The new blueprint concludes that AIDS vaccine development remains woefully underfunded given a vaccine's potential to end the epidemic for all time. The report estimates that, of the US$20 billion the world spends annually on AIDS, only US$350 million is for vaccine research and development. "Closer examination reveals that less than one third of that amount is being spend on product development," according to the report, with an even smaller percentage focused on the needs of developing countries.
The new plan would cost between US$900 million and $1.1 billion above currently projected expenditures to implement. IAVI has raised over US$100 million since its inception in 1996. The new expenditures would be shouldered not only by IAVI but also by national and transnational research agencies and the pharmaceutical and biotech industries. However, to catalyze the scientific agenda, IAVI is planning to establish four to eight new vaccine development partnerships, in addition to the four that are already ongoing. "We hope that private industry, along with national and transnational research agencies, will pick up the challenge and fund the others," Berkley said.
The cornerstone of IAVI's scientific program is its vaccine development partnerships (VDPs). Designed to move promising experimental vaccines into clinical trials as rapidly as possible, VDPs link researchers from academia or biotechnology companies with vaccine manufacturers and with clinical researchers in developing countries. In addition to providing funds, IAVI also provides expertise, as needed, in areas ranging from project management to regulatory affairs and infrastructure for clinical trials.
In choosing which experimental vaccines to move forward, IAVI looks for novel approaches that have shown significant promise in non-human primates and can progress to clinical trials within two years or less. The candidate vaccine is then tailored to match the predominant HIV strain in the region where the cllinical trials will take place-a mechanism which ensures that vaccines are developed for the world's poorer nations and not just for the profitable markets in industrialized countries.
The International AIDS Vaccine Initiative is an international non-profit scientific organization founded in 1996 whose mission is to ensure the development of safe, effective, accessible, preventive HIV vaccines for use throughout the world.
IAVI's work focuses on four areas: accelerating scientific progress, mobilizing support through advocacy and education, encouraging industrial involvement in AIDS vaccine development, and assuring global access. IAVI is a collaborating center of UNAIDS. Its major donors include the governments, of the United Kingdom, the Netherlands and Canada, the World Bank, the Bill and Melinda Gates Foundation, the Rockefeller Foundation, the Sloan Foundation, and the Starr Foundation.
Earlier this week, IAVI released a blueprint aimed at making a vaccine available to all those who need it, entitled AIDS Vaccines for the World: Preparing Now to Assure Global Access.
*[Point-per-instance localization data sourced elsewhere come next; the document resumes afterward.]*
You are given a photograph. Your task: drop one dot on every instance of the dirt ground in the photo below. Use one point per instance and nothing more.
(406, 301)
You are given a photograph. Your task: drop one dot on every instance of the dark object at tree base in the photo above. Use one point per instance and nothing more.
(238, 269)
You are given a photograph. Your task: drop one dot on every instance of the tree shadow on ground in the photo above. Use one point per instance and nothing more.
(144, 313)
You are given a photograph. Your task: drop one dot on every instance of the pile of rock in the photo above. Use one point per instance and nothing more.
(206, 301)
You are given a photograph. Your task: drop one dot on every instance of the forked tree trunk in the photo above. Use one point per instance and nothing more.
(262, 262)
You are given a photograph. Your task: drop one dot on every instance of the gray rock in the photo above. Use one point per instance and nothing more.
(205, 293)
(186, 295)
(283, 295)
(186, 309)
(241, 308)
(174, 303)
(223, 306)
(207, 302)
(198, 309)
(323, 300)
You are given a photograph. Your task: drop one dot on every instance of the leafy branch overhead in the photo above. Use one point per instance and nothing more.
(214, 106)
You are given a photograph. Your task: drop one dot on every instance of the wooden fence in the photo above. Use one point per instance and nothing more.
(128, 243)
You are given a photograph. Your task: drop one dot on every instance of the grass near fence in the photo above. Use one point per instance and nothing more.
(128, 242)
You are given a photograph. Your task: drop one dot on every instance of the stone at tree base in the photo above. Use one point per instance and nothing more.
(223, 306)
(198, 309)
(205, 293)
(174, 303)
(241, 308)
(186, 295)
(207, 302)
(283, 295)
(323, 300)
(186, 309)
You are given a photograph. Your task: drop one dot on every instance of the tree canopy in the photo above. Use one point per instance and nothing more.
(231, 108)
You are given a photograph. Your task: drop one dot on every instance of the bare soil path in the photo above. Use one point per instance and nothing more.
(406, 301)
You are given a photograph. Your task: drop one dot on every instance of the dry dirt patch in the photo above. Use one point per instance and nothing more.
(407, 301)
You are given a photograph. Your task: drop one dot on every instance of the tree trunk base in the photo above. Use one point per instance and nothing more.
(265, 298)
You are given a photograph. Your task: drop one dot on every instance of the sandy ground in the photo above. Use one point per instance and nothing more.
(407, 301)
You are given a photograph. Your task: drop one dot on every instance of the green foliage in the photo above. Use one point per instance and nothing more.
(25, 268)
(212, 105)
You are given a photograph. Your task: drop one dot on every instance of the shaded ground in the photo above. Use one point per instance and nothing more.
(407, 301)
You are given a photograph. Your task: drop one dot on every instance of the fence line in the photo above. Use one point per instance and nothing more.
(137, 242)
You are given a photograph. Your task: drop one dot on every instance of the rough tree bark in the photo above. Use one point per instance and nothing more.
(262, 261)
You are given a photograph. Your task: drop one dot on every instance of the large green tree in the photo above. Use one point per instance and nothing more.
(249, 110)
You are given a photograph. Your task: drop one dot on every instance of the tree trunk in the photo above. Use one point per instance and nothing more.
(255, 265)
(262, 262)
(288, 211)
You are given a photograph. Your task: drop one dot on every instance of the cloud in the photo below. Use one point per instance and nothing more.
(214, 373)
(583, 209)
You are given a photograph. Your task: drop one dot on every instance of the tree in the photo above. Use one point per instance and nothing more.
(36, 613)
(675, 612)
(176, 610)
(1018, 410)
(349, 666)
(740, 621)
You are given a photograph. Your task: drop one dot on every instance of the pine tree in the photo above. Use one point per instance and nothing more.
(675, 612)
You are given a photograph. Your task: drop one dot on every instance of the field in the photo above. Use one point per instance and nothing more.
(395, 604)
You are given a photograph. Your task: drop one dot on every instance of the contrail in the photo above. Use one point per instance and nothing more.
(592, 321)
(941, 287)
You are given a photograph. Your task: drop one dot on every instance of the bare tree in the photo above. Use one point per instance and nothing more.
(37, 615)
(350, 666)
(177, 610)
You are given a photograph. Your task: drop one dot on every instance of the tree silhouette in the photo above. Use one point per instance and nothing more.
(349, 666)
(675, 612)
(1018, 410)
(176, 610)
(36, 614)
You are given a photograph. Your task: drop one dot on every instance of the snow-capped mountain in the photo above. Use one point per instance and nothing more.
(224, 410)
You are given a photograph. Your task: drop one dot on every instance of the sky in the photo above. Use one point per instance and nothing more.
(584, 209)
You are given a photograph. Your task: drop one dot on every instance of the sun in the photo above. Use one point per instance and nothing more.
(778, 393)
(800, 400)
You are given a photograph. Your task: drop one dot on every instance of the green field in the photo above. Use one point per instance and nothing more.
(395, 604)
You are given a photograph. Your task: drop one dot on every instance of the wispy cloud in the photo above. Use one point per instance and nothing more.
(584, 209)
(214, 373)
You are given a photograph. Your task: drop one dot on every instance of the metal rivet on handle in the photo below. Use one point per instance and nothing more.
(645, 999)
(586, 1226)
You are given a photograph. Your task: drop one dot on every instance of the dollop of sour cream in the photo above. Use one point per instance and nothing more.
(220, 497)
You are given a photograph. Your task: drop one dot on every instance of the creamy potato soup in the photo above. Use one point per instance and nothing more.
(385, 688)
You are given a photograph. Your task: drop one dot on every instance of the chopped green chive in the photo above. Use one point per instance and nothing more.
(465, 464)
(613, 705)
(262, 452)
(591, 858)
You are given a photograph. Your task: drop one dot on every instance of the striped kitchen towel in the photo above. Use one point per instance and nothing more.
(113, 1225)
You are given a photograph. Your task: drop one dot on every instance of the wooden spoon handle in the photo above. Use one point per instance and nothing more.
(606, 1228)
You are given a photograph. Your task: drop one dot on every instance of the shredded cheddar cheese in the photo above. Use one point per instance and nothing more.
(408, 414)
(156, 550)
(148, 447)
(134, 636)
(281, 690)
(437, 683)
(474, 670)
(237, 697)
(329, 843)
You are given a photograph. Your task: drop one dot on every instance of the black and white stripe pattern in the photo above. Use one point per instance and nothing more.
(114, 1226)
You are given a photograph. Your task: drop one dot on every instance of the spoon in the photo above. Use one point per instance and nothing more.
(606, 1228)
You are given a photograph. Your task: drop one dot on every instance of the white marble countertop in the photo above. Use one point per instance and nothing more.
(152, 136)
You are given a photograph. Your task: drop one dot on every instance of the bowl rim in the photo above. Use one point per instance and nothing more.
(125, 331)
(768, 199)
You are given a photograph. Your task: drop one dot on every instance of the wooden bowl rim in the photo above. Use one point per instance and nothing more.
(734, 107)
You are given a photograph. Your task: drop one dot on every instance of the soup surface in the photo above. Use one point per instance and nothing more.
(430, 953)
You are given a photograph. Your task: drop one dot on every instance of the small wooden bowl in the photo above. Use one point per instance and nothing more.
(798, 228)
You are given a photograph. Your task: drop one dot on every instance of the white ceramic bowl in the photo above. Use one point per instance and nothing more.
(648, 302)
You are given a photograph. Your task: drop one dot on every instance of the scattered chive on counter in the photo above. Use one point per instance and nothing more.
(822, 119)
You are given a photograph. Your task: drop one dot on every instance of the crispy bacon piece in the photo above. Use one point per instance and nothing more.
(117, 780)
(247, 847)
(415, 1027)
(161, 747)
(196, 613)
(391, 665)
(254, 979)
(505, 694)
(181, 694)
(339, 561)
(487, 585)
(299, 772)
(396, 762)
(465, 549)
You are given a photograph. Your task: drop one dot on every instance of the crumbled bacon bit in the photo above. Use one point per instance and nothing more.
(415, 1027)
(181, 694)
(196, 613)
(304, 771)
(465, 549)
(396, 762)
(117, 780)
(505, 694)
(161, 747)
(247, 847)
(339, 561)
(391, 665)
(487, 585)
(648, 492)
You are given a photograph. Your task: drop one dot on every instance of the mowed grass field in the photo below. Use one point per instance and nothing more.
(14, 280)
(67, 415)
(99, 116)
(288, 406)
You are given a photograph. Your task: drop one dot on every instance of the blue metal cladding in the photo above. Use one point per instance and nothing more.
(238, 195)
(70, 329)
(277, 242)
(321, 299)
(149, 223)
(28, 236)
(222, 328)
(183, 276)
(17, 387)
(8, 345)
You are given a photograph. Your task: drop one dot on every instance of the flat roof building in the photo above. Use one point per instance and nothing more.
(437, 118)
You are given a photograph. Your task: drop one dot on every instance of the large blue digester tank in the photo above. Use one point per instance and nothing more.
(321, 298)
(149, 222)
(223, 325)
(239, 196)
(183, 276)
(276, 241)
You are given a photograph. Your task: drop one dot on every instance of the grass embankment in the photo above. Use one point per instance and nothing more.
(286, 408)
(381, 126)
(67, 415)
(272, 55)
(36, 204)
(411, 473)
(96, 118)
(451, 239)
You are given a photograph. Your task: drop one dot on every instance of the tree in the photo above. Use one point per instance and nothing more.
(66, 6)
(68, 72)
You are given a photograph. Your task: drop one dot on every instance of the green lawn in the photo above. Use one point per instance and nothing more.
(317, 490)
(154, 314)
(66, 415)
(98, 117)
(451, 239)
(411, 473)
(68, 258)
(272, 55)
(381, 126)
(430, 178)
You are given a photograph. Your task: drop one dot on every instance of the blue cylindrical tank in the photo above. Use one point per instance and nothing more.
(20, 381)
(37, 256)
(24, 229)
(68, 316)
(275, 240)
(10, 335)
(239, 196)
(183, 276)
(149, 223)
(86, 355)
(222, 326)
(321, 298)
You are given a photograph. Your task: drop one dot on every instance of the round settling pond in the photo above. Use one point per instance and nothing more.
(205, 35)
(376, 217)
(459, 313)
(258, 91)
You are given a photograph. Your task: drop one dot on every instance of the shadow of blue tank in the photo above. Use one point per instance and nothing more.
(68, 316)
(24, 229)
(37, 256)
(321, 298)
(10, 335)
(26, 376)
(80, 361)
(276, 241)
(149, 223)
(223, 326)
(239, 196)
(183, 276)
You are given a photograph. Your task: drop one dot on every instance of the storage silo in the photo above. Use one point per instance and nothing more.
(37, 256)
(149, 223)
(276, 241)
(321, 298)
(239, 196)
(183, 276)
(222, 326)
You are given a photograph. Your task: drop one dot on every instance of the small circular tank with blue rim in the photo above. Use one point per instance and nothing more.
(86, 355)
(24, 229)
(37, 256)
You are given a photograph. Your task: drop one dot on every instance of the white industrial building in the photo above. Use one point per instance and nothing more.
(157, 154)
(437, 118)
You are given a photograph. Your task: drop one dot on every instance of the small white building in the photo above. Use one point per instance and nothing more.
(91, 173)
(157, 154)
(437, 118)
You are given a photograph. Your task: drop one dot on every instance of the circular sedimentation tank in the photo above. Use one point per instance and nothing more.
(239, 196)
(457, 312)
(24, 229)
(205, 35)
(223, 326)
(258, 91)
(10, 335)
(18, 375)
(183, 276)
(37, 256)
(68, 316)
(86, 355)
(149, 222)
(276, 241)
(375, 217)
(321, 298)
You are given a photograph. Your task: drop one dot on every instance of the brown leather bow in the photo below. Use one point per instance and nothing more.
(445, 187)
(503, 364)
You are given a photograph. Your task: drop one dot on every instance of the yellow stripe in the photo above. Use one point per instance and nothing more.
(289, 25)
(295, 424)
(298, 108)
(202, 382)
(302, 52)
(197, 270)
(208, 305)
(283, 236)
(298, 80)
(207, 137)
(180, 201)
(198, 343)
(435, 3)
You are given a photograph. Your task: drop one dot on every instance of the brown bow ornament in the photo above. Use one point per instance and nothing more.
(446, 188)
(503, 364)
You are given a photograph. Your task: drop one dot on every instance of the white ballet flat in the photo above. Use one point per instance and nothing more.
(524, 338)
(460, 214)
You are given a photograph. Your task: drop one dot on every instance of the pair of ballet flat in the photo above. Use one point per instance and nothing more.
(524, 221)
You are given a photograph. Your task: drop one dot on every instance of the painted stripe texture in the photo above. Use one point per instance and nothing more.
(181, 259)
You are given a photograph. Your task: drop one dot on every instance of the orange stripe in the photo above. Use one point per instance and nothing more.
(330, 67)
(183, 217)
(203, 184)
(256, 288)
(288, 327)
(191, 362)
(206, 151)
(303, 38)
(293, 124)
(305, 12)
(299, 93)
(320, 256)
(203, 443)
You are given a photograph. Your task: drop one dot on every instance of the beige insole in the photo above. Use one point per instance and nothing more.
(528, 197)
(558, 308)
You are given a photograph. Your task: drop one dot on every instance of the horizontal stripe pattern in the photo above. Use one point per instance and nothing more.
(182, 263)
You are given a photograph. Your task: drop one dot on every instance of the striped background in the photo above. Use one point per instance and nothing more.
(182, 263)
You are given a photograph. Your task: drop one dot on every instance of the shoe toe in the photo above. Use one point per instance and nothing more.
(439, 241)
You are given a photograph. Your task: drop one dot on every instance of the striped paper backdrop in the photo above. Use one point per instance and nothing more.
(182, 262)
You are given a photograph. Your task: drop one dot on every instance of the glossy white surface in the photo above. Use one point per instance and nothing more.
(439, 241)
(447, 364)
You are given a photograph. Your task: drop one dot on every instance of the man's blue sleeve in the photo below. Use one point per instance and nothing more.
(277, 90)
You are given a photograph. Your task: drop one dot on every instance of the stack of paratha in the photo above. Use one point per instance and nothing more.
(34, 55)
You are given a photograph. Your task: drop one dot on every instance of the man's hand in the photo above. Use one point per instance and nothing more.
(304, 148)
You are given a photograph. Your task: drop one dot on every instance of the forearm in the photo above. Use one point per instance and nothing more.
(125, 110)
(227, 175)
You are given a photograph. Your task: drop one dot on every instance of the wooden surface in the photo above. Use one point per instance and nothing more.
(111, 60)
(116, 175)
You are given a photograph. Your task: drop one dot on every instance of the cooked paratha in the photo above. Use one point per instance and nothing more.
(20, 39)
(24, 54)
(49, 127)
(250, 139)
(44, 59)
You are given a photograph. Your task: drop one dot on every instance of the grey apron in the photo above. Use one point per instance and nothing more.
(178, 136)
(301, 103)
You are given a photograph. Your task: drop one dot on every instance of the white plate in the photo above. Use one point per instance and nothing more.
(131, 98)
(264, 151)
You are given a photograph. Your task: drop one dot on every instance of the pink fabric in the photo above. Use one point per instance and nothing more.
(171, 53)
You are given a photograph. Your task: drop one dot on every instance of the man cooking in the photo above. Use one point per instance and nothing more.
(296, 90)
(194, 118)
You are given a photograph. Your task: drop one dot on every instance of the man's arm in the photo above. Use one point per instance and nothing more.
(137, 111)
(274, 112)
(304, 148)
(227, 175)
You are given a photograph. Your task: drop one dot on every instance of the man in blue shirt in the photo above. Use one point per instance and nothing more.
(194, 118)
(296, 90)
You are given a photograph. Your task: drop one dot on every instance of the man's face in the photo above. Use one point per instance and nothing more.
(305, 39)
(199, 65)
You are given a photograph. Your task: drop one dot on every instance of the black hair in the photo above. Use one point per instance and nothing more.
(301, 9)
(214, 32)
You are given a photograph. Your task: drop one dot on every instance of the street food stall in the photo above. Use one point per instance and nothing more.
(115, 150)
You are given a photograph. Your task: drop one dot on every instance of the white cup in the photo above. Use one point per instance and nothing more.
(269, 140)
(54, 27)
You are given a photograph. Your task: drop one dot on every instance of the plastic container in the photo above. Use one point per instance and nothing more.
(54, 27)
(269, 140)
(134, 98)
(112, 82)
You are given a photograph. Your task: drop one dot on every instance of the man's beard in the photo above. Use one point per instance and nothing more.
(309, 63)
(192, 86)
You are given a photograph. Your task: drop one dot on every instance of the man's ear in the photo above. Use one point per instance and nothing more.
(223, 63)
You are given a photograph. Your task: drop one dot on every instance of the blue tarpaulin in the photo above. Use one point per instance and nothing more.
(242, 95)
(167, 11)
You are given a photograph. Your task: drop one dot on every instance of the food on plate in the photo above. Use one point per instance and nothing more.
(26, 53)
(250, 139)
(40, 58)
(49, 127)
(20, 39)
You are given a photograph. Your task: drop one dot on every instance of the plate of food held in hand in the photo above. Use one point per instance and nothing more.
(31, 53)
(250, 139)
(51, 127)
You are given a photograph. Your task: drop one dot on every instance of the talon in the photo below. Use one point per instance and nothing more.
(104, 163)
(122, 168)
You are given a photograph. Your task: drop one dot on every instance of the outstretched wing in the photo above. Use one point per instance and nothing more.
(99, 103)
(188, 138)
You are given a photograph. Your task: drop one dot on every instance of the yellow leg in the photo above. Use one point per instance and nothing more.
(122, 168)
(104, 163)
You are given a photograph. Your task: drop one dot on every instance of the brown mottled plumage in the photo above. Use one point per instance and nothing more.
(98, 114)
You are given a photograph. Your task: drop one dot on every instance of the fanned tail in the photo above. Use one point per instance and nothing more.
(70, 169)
For further information, visit www.iavi.org.
Contact: Victor Zonana (cellular: +44-77-147-98160) Kay Marshall (1-212-847-1044)


Fact Sheet on the Oxford-Nairobi Partnership


The Oxford/Nairobi Partnership is the first of four vaccine development partnerships funded by the International AIDS Vaccine Initiative (IAVI), a global scientific organization dedicated to accelerating the development of AIDS vaccines for the developing world. The partnership links the research teams of Professor Andrew McMichael of Oxford University in the United Kingdom and Professor J.J. Bwayo of the University of Nairobi in Kenya.

The vaccine is based on the work in the Medical Research Council Human Immunology Unit, headed by Professor McMichael and the extensive clinical studies on AIDS carried out in Nairobi in Prof. Bwayo's Department of Medical Microbiology. The two groups have been collaborating already for four years, preparing the way for vaccine studies in Kenya. The Oxford group has specialized in the nature of the immune response to HIV and has made key discoveries on how the immune system responds to viruses and how HIV can undermine these responses.

The required regulatory and ethical approval for the start of a Phase I trial with volunteers in Oxford has been obtained. Volunteers for this Phase I trial will be people at negligible risk of HIV infection. Recruitment of volunteers is expected to begin in early August and the trial will take from six to nine months to conduct.

The candidate DNA vaccine contains clade A HIV-1 gag gene and more than 40 epitopes, many of which are known to be immunodominant in HIV infected persons. The epitopes include clade A common in Kenya. Nearly all HIV-1 infected individuals make good CTL responses to this epitopes so these antigens in the candidate DNA vaccine should give it the potential to elicit a CTL response in the study participants. In addition, this vaccine candidate has the potential to induce of T helper responses may have indirect benefit by enhancing CTL responses.

Phase I trials are the first human tests of a candidate vaccine. They are generally conducted on small numbers of healthy adult volunteers who are not at risk for the disease in question. Clearly, the main goal of a Phase I study is the evaluation of the intrinisic safety of the candidate vaccine. The Oxford study will also provide an estimate of the immunogencity potential of the candidate vaccine as immunologic responses will be measured. Two doses of the candidate vaccine will be evaluated in this Phase I trial.

The DNA vaccine is the first part of a novel "prime-boost" vaccination strategy that will also include an MVA vaccine.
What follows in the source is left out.